Published online by Cambridge University Press: 10 December 2009
The central aim of Hegel's social philosophy was to reconcile his contemporaries to the modern social world. Hegel sought to enable the people of the nineteenth century to overcome their alienation from the central social institutions – the family, civil society, and the state – and to come to ‘be at home’ within them. ‘The project of reconciliation’ is the name I have given to this enterprise. My aim in this book is to explain what the project of reconciliation is.
Hegel's project merits close examination for at least three sorts of reasons. The first has to do with our own cultural concerns – concerns that might equally well be classified as ‘political’ or ‘personal.’ Our social world – the present-day social world of Europe and North America – is a world of alienation (Entfremdung). It characteristically gives rise to the felt experience of alienation.
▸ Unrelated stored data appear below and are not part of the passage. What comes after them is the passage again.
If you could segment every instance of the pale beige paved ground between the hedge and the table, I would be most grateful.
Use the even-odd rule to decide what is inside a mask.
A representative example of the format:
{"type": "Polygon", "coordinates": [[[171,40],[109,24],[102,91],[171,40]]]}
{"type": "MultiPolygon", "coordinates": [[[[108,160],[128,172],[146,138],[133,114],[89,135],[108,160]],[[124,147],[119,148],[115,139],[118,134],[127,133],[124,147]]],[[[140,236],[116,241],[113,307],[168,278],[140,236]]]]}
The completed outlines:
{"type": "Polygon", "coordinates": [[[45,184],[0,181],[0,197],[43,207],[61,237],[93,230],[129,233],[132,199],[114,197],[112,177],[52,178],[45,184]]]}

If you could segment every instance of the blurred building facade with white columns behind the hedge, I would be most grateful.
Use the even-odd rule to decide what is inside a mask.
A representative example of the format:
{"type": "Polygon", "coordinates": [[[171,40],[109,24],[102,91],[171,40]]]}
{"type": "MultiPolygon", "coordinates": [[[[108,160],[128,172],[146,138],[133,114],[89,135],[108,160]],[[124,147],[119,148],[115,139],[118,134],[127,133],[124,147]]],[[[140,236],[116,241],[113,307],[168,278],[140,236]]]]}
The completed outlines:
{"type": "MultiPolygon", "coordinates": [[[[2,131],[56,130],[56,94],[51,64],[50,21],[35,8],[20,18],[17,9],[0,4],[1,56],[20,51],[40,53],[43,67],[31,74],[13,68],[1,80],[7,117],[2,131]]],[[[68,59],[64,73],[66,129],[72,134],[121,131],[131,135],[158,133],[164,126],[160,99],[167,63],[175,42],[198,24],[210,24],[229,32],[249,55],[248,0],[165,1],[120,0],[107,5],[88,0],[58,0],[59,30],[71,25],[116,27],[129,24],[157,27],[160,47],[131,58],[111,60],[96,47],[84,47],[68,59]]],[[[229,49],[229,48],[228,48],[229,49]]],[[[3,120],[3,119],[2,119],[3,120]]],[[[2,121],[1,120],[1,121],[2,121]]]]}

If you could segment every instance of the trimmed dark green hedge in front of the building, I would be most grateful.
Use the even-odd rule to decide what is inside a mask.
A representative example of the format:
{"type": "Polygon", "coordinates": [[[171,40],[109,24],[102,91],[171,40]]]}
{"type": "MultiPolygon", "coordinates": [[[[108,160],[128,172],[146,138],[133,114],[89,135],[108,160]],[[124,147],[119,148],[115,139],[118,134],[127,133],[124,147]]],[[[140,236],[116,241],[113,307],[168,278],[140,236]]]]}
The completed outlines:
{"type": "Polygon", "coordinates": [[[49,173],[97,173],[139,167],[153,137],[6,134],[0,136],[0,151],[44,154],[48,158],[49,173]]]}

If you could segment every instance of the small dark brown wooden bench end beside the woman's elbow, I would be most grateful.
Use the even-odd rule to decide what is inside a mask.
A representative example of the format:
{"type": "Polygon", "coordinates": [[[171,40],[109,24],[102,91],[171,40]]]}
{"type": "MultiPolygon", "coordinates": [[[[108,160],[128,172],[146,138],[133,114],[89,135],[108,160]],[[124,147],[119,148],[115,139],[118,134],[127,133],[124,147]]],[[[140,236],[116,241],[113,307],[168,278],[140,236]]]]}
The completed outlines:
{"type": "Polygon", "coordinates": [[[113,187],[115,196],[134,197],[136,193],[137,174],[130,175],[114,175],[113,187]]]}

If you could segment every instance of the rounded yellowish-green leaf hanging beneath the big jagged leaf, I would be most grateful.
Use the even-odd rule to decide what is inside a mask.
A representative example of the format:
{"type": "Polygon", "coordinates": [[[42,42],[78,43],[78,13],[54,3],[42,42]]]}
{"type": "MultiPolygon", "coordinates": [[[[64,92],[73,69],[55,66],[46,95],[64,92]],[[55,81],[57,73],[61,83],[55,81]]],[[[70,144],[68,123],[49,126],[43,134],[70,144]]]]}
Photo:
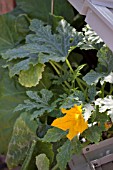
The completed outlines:
{"type": "Polygon", "coordinates": [[[44,71],[44,64],[37,64],[31,66],[29,70],[22,70],[19,74],[19,82],[25,87],[36,86],[42,78],[42,72],[44,71]]]}

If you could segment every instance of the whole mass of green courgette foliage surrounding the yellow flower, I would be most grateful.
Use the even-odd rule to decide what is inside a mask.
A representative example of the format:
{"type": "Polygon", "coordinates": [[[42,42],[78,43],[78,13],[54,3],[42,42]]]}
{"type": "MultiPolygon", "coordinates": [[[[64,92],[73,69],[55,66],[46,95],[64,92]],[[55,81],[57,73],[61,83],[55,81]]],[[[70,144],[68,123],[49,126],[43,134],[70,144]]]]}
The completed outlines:
{"type": "MultiPolygon", "coordinates": [[[[9,169],[65,170],[113,122],[113,53],[88,25],[78,25],[82,32],[70,26],[77,11],[68,1],[54,0],[53,9],[51,2],[17,0],[13,12],[0,16],[0,153],[9,169]],[[95,68],[87,55],[92,50],[95,68]],[[70,129],[51,124],[74,105],[88,128],[68,140],[70,129]]],[[[79,119],[78,112],[72,113],[79,119]]]]}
Many people feel ‘split’ from its institutions, regarding them as foreign, bifurcating, and hostile or indifferent to their needs. Many people also feel split within themselves, divided by the conflicting aims of realizing their individuality and being members of the community. Not everybody feels this way, of course, but many do. A felt sense of division and conflict is a pervasive feature of our world. Alienation is a problem for all of us in the sense that it is a problem of our culture. Not the least reason for looking at the project of reconciliation, then, is that it addresses a problem that is – or ought to be – of concern to us.